There never will be a method guaranteeing avoiding tax completely; however, you will be able to minimise its effect:

  • Salary Sacrifice Schemes: Consider entering a salary sacrifice arrangement as this could help yourself and your employer reduce tax.
  • Review Policy Options: Choose a policy with less extras to reduce its cost and hence your taxable benefit.

Seek the advice and services of an accounting professional for a more tailored opinion, or try out our salary calculator to see how benefits-in-kind affect your take-home pay.

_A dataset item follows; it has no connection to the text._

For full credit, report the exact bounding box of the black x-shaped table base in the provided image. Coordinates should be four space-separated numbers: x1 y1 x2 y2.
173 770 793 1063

Can Your Employer Pay Your Tax?

In some instances, your employer could choose to pay the tax due on your behalf. This is called grossing up, which technically raises the value of your taxable benefit and thus probably increases the amount of tax to be paid overall; but you won't have to find the money in your own pocket.

Look through your employment contract or speak to HR to find out if this applies in your case.

Further Reading

For more official information and worked examples, consult the following:

Conclusion

Private health insurance taxable in the UK will almost always be diagnosed as a taxable benefit for its employees. Nevertheless, those who enjoy the better rates of private health insurance usually say the benefits far outweigh the tax.

Understand exactly how much tax you will pay and make sure your employer reports the benefits correctly, and you are on your way to being able to luxuriate in private healthcare for peace of mind.

Keep yourself updated and check every year to make sure your tax records are accurate. The extra effort to keep track of your taxes will be worth it!